Mayor Gong Zheng told the North Bund Forum, a shipping industry conference, on Tuesday that Shanghai would handle more than 50 million 20-foot equivalent unit (TEU) containers this year, enough to help the city retain its crown as the world’s No. 1 container port.
“Shanghai will become the world’s first city to break through the 50-million TEU threshold,” Gong said, adding that the government will continue allocating resources to build Shanghai into an international shipping centre.
The city handled 49.16 million TEUs last year, an increase of 3.9 per cent from 2022. The mainland’s most developed metropolis has remained the world’s biggest container port since 2010 when it overtook Singapore, which is currently placed second.
In the first nine months of 2024, Shanghai handled 39.1 million TEUs, 8 per cent higher than a year earlier.
The mayor said Shanghai would liberalise its finance sector and fine-tune its legal system to support marine insurance, maritime arbitration and shipbroking, echoing suggestions by Hong Kong’s former chief executive, Leung Chun-ying, to attract international carriers and traders with improved maritime services.
Leung told the Shanghai-Hong Kong Cooperation and Development Forum last week that shipping services, rather than volume, will define global shipping centres.
Gong told the forum that Shanghai would also promote the use of clean energy and digital technology to bolster industry efficiency amid rising container volume.
Shenergy Group, a leading natural gas supplier in Shanghai, is building facilities to turn the city’s food waste into green methanol, an alternative fuel for the carbon-intensive shipping industry.
Facilities capable of producing 70,000 to 100,000 tonnes of green methanol from leftover food will be ready by the end of 2025, Shi Pingyang, vice-president of Shenergy, said in May.
The fourth phase of the Yangshan deep water port in Shanghai is also the world’s largest automated container terminal. The 2,350-metre harbour uses hundreds of automated vehicles to handle loading, discharging and transporting containers round the clock.

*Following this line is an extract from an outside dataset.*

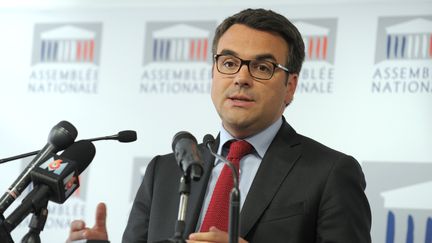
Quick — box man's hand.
[66,202,108,242]
[187,227,248,243]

Shanghai is also adding handling capacity at Yangshan, where the level of automation will be enhanced to facilitate increased cargo flows.

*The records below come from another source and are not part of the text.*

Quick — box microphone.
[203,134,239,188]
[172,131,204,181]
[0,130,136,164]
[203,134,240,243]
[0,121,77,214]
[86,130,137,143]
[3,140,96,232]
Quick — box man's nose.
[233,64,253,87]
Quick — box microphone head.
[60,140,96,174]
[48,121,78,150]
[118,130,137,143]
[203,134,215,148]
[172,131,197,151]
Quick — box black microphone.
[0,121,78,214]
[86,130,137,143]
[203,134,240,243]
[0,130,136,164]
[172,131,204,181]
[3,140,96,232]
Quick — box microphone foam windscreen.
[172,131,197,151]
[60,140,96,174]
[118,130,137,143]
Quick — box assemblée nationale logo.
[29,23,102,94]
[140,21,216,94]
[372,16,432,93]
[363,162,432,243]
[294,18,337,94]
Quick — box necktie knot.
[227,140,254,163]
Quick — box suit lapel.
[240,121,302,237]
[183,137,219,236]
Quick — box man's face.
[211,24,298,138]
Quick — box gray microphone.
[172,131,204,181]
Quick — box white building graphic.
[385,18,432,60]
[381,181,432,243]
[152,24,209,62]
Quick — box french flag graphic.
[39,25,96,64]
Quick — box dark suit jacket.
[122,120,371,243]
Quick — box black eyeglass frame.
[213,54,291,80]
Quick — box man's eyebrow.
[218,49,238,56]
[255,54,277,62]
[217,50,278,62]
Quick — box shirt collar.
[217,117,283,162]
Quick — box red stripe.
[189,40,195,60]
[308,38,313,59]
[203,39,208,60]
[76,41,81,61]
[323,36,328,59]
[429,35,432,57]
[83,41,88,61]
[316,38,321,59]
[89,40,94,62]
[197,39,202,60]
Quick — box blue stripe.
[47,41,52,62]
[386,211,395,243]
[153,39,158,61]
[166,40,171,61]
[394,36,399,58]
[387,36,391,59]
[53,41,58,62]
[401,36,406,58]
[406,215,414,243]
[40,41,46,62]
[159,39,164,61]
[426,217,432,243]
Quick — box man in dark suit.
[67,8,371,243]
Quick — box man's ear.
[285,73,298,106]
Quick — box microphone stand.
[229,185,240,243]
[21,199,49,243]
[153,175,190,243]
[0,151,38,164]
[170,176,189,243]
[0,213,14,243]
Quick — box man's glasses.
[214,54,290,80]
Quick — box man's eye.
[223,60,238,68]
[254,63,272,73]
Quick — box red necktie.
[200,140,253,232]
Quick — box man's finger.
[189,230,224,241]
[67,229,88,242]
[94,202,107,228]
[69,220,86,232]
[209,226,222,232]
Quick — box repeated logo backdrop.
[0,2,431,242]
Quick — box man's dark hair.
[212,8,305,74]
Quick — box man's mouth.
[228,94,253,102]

Last year, the Shanghai Futures Exchange launched the Containerized Freight Index Futures compiled by the Shanghai Shipping Exchange, creating a hedging tool for shippers, freight forwarders and cargo owners amid sluggish trade and volatile ocean freight rates.
China’s exports dropped for a fourth consecutive month in August, falling 8.8 per cent year on year to US$284.9 billion. The decline, however, narrowed from 14.5 per cent in July and was better than the 9.5 per cent drop forecast by financial data provider Wind.
Cai Huixing, president of Shanghai Shipowners’ Association, said last week that ocean freight rates for goods leaving Chinese ports were expected to drop further in the next two months amid a glut of container vessels.